Guralnik J M, Ferrucci L, Penninx B W, Kasper J D, Leveille S G, Bandeen-Roche K, Fried L P
Epidemiology, Demography, and Biometry Program, National Institute on Aging, Bethesda, Maryland 20892-9205, USA.
J Gerontol A Biol Sci Med Sci. 1999 Aug;54(8):M410-22. doi: 10.1093/gerona/54.8.m410.
Despite the large burden of chronic disease in older persons, especially those with disability, little research has documented changes in symptomatology over short periods of time. Additionally, although it has been demonstrated that medical conditions strongly affect functional level, short-term worsening in condition status has not been investigated for its impact on functional change.
In a substudy of the Women's Health and Aging Study, 102 women with mild to severe disability received weekly home visits over a 6-month period. Each week they were queried as to the onset of 14 acute, generally self-limited conditions and the worsening or new diagnosis of 12 chronic conditions (condition reporting). They also received a battery of physical and cognitive performance tests.
There was a high rate of condition reporting over 24 weekly interviews. Nearly all women reported acute and episodic conditions; the average number of weeks of reporting one or more conditions was 11.8 per woman. For chronic conditions, the average number of weeks of reporting worsening of one or more conditions was 5.2 per woman. Multiple reports of onset or worsening of specific conditions were common, especially for arthritis of the hands, hips, knees, or feet; urinary problems; dizziness or unsteadiness on feet; and back pain. The total number of condition reports and number of weeks of condition reporting were generally not associated with an individual's slope of change in performance tests. For specific conditions, there were generally small and nonsignificant changes in performance in those who reported onset or worsening after 3 or more weeks of not reporting this.
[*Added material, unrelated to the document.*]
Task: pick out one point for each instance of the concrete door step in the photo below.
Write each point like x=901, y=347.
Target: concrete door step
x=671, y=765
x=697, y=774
Older disabled women frequently report the onset or worsening of acute and chronic conditions. In weekly observations, these conditions are not related to changes in physical and cognitive performance measures. Possible reasons for this are that (a) condition reporting may not be valid, (b) changes or severity of conditions were of insufficient magnitude to affect functioning, or (c) performance measures are not sensitive to the kinds of changes in chronic and acute conditions that affect people from week to week. We concluded that performance measures are not useful in monitoring modest, short-term changes in health status, but may still be valuable for assessing more major changes in health and functioning over time.
尽管老年人,尤其是残疾老年人面临着巨大的慢性病负担,但很少有研究记录短期症状变化。此外,虽然已经证明健康状况会强烈影响功能水平,但尚未对健康状况的短期恶化对功能变化的影响进行研究。
在妇女健康与衰老研究的一项子研究中,102名轻度至重度残疾的女性在6个月的时间里每周接受一次家访。每周询问她们14种急性、通常为自限性疾病的发病情况以及12种慢性病的恶化或新诊断情况(疾病报告)。她们还接受了一系列身体和认知功能测试。
在24次每周访谈中,疾病报告率很高。几乎所有女性都报告了急性和偶发性疾病;每位女性报告一种或多种疾病的平均周数为11.8周。对于慢性病,每位女性报告一种或多种疾病恶化的平均周数为5.2周。特定疾病发病或恶化的多次报告很常见,尤其是手部、髋部、膝盖或足部的关节炎;泌尿系统问题;头晕或行走不稳;以及背痛。疾病报告的总数和疾病报告的周数通常与个体在功能测试中的变化斜率无关。对于特定疾病,在报告发病或恶化前3周或更长时间未报告的人群中,功能通常只有微小且无显著意义的变化。
老年残疾女性经常报告急性和慢性疾病的发病或恶化。在每周的观察中,这些疾病与身体和认知功能测量的变化无关。可能的原因是:(a)疾病报告可能无效;(b)疾病的变化或严重程度不足以影响功能;或(c)功能测量对影响人们每周的急慢性疾病变化类型不敏感。我们得出结论,功能测量在监测健康状况的适度短期变化方面没有用处,但对于评估随着时间推移健康和功能的更重大变化可能仍然有价值。